Pfizer said it sought to participate in the Subject Expert Committee consultations for an emergency use authorisation of its Covid-19 vaccine. However, the company representatives have been unable to participate in the meetings because of extremely short notices of a few hours or less and time-zone limitations.
After a three-time no-show before the expert panel on vaccines in India, US major Pfizer, which was one of the first firms to apply for a restricted emergency use approval in the country, says it is compiling responses to queries raised by the Indian regulator.
The company spokesperson clarified that the firm is committed to engaging with the Government of India.
A Pfizer spokesperson elaborated: “Pfizer sought an opportunity to participate in the Subject Expert Committee (SEC) consultations towards an emergency use authorisation for our Covid-19 vaccine. However, the company representatives have been unable to participate in previous meetings because of extremely short notices of a few hours or less and time-zone limitations, given that the participating team is primarily based out of the United States."
The company added that in the meantime, it is in the process of compiling responses to queries raised by the regulator on the data provided.
“We remain committed to engaging with the Government of India to make this vaccine available for use by the government in the country,” the spokesperson said, adding that the company is committed to working with the Indian government to ensure equitable access to its Covid-19 vaccine.
The Covid-19 SEC that is advising the Drugs Controller General of India (DCGI) VG Somani on the matter of drugs and vaccines met in mid-December to review the applications of Serum Institute of India (SII), Bharat Biotech International (BBIL), and Pfizer.
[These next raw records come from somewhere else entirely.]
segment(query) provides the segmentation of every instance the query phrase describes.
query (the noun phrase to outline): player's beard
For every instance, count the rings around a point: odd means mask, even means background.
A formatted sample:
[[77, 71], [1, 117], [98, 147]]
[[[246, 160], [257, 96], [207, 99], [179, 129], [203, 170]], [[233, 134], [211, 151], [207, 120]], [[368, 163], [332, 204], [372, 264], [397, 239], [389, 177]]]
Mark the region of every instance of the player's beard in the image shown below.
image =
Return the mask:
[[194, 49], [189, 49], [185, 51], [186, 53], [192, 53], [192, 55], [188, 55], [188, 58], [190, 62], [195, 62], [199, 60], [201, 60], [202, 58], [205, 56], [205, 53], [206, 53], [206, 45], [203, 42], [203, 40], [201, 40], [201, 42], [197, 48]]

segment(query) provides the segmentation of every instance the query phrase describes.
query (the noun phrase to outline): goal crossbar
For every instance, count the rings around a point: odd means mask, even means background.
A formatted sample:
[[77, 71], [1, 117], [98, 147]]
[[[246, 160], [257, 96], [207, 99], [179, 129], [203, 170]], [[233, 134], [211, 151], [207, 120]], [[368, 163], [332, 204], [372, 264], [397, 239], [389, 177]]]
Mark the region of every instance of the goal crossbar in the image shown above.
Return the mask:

Pfizer did not turn up for the December 9 meeting.
Thereafter, the SEC met on December 30 and then on January 1 to discuss matters with the vaccine makers. The US major had not participated in these meetings as well.
On January 1, the SEC recommended approval to Serum Institute’s vaccine and sought more details from Bharat Biotech, which the firm presented on January 2. The DCGI approved both the vaccines on January 3 after SEC recommendations.
A source in the know indicated that no date has been fixed yet for the SEC to meet next.
Pfizer-BioNTech’s mRNA vaccine, which has been rolled out in the US and UK already, required a minus 70 degree celsius cold chain to remain stable.
The company has worked out cold chain solutions for the same (including thermal boxes with geo-tagging) and has also indicated that it may offer a price lower than other markets for India. In US, the vaccine costs $39 for two doses.
The Centre, too, has indicated that it is engaging with the US major. Cold chain infrastructure, owned by the Department of Agricultural Research and Education, would be sufficient for handling the temperature requirements for Pfizer vaccine at some geographical locations.